Tenants in What?! TIC's - The Most Underrated Way to Own Property

July 15, 2024

Shedding light on Tenants in Common (TICs)

So you and your friend want to buy a home together. Amazing! Now what?

In the evolving landscape of homeownership, Tenants in Common (TIC) stands out as an often misunderstood yet highly advantageous option for shared ownership. Despite its potential to revolutionize property (co)ownership, many harbor misconceptions about what TIC truly entails. Let's debunk some common myths and shed light on why Tenancy in Common might just be the perfect fit for aspiring homeowners.

What is Tenancy in Common?

Tenancy in Common is a form of property (co)ownership where two or more individuals hold title to a property together, with each owning an undivided interest. Unlike Joint Tenancy, TIC allows for different ownership percentages and does not include the right of survivorship, meaning an owner’s share can be passed down to heirs or sold independently.

Common Misconceptions About Tenancy in Common

Misconception 1: TIC is too complicated and risky.

Reality: While it involves legal considerations, TIC agreements can be meticulously crafted to address potential risks. Clear agreements and proper legal advice can mitigate complications, making TIC a straightforward option for (co)ownership.

Misconception 2: TIC owners must share all decisions equally.

Reality: TIC allows for flexibility in decision-making. Ownership shares can be unequal, and decisions can be made proportionally based on ownership interest, ensuring fair and efficient management.

Misconception 3: Financing a TIC property is nearly impossible.

Reality: While traditional mortgage lenders may be less familiar with TIC, specialized lenders and TIC-friendly financial institutions offer mortgage solutions tailored to TIC arrangements, making financing accessible.

Misconception 4: Selling a TIC interest is difficult and restrictive.

Reality: TIC owners have the right to sell their share independently. With a robust TIC agreement in place, selling an interest can be as straightforward as selling any other property interest, provided the terms are clearly outlined.

Misconception 5: TIC only works for family members or close friends.

Reality: While TIC is popular among families and friends, it is equally suitable for unrelated individuals seeking shared ownership. It offers a viable solution for diverse groups looking to enter the housing market together.

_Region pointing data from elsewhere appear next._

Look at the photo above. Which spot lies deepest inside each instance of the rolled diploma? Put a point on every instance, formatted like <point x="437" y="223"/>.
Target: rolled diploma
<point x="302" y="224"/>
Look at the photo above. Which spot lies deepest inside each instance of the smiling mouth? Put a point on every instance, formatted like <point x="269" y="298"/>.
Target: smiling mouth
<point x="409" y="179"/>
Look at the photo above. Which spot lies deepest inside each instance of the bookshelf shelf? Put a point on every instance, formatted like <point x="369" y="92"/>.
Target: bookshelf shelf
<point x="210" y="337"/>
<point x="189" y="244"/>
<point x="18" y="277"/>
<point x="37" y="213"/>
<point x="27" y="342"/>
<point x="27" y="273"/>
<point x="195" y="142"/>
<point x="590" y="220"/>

Benefits of Tenancy in Common

  1. Accessibility: TIC lowers the barrier to homeownership, allowing multiple parties to pool resources and purchase property collectively, making high-value real estate more accessible.
  2. Flexibility: Owners can determine their ownership percentage, accommodating varying financial contributions and circumstances. This flexibility extends to decision-making and property management, tailored to the group's preferences.
  3. Investment Potential: TIC offers a unique investment opportunity. Owners can benefit from property appreciation and rental income, diversifying their investment portfolio with real estate.
  4. Estate Planning: TIC provides a seamless way to manage estate planning. Owners can pass their share to heirs without complications associated with joint tenancy's right of survivorship.

Conclusion

Tenancy in Common is an under-appreciated construct in the universe of alternative homeownership. By understanding and dispelling common misconceptions, potential homeowners can unlock the benefits of TICs, making it a practical and rewarding choice for (co)owning property with others. Whether you're family, friends, or simply like-minded individuals, TICs provides the structure and flexibility needed to achieve your homeownership dreams collectively.